MIPT-SSM: Scaling Language Models with $O(1)$ Inference Cache via Phase Transitions

Yasong Fan

Abstract

We present MIPT-SSM, a neural sequence architecture built on the physics of Measurement-Induced Phase Transitions (MIPT). The central idea is a learned measurement rate $p_{t}\in(0,1)$ that routes computation between two regimes: wave phase ( $p_{t}\to 0$ ), where information propagates as distributed complex-phase interference; and particle phase ( $p_{t}\to 1$ ), where the state collapses onto the current token, enabling precise local storage. These two regimes are provably incompatible in a single linear operator—one of the few “no-go theorems” in sequence modeling—and $p_{t}$ is our way around it.

The model is predicted to exhibit a phase transition at critical sequence length $N^{*}\approx 1024$ , where the information density ratio $N/D$ crosses unity, consistent with our memory scaling observations.

On AG News (four-class classification), MIPT achieves 0.905 accuracy versus Transformer’s 0.736 (+16.6%), stable across 3 seeds. At $N=8192$ , MIPT requires 810 MB versus Transformer’s 34,651 MB—a 42.8 $\times$ memory reduction. On exact-recall (“needle-in-a-haystack”), our causal sparse KV cache achieves 0.968 accuracy. Remarkably, under unbounded cache capacity, the $p_{t}$ gate autonomously learns to store only the single critical token (averaging 1.0 / 512 slots used), achieving a 99.8% sparsity rate; threshold tuning alone ( $\tau=0.7$ ) yields 0.750 accuracy. On language modeling (WikiText-103, 31M parameters), MIPT-LM with $K=64$ cache reaches PPL 92.1 versus Transformer’s 90.5 (gap: 1.8%)—while inference KV cache shrinks from $O(N)$ to $O(64)$ .

1 Introduction

There is a fundamental tension in sequence modeling that has not been named directly. Transformers can retrieve any fact from any position—but storing all $N$ key-value pairs costs $O(N^{2})$ memory. SSMs like Mamba (Gu and Dao, 2023) solve the memory problem with $O(N)$ recurrent states—but real-valued exponential decay means information from $T$ steps ago contributes only $\gamma^{T}$ , catastrophic at long range.
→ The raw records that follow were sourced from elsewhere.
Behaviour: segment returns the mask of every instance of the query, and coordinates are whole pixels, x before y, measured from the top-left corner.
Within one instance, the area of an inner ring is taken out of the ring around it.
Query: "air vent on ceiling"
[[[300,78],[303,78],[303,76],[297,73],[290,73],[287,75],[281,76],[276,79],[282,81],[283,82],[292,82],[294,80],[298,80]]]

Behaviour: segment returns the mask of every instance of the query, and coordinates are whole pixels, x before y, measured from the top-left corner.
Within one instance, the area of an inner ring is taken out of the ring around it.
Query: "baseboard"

These are not engineering problems. They reflect a structural incompatibility: no single linear operator can both preserve all information (wave-like, norm-preserving) and selectively forget irrelevant context (particle-like, dissipative). We prove this formally in §3.1.
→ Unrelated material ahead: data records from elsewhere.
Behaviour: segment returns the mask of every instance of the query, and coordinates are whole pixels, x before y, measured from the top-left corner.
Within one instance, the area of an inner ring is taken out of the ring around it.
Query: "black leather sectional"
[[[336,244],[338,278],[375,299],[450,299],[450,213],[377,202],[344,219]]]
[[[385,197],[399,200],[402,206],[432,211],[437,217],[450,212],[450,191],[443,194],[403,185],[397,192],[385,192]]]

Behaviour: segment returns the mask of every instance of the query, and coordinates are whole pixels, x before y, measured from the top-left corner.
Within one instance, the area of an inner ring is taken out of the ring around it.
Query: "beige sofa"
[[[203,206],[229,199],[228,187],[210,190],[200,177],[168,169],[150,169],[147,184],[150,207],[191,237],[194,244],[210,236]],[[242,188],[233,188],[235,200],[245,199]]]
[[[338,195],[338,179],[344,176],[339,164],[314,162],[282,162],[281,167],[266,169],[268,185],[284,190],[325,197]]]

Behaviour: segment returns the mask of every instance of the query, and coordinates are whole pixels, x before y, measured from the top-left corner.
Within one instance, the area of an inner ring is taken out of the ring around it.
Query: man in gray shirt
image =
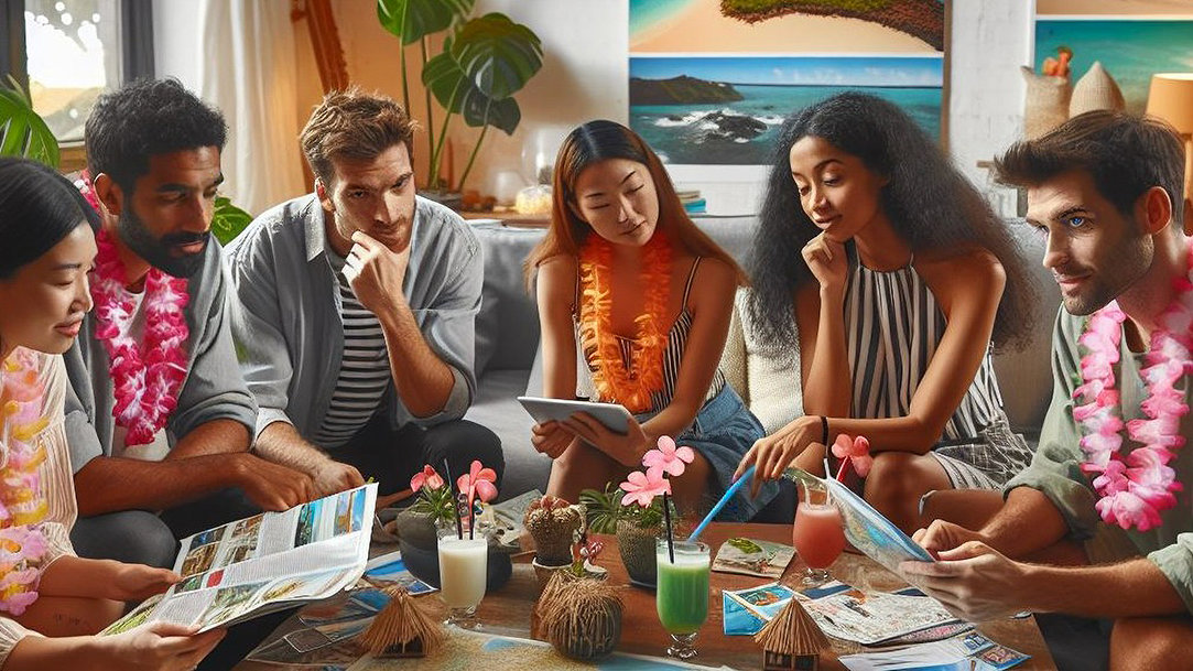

Our response is to model this incompatibility directly. We introduce a learned measurement rate $p_{t}$ that dynamically allocates each token to wave or particle mode based on semantic content. The architecture maps exactly onto Measurement-Induced Phase Transitions in quantum circuit theory (Skinner et al., 2019; Li et al., 2019), where hybrid unitary-plus-measurement circuits undergo phase transitions as a function of measurement frequency.

Contributions.

1.

The wave-particle dead-lock (Proposition 1): formal proof that norm-preservation and selective forgetting are incompatible in a single linear operator.
2.

MIPT-SSM with learned $p_{t}$ , implementing $h_{t}=(1-p_{t})\,e^{i\theta_{t}}\,h_{t-1}+p_{t}\,Bx_{t}$ via $O(N\log N)$ parallel scan in training, $O(1)$ /token at inference.
3.

Phase transition theory predicting $N^{*}\approx 1024$ from information density ratio $N/D$ and quantum entanglement entropy, consistent with observed memory scaling crossover.
4.

Causal sparse KV cache with $O(K)$ inference memory and learned $p_{t}$ -based token selection.
5.

Empirical validation across four axes: text classification, long-document understanding, exact recall, and autoregressive language modeling.

2 Related Work

State Space Models.

S4 (Gu et al., 2022) uses complex diagonal state matrices. Mamba (Gu and Dao, 2023) adds input-selective transitions; Mamba-2/SSD (Dao and Gu, 2024) proves duality between linear RNNs and banded attention. Mamba-3 (Lahoti et al., 2026) reintroduces complex states via data-dependent RoPE, confirming field convergence on complex representations. Our key distinction: Mamba-3 uses complex states as positional encoding; MIPT-SSM uses complex phase as content-addressable memory with $p_{t}$ as an explicit wave-particle router.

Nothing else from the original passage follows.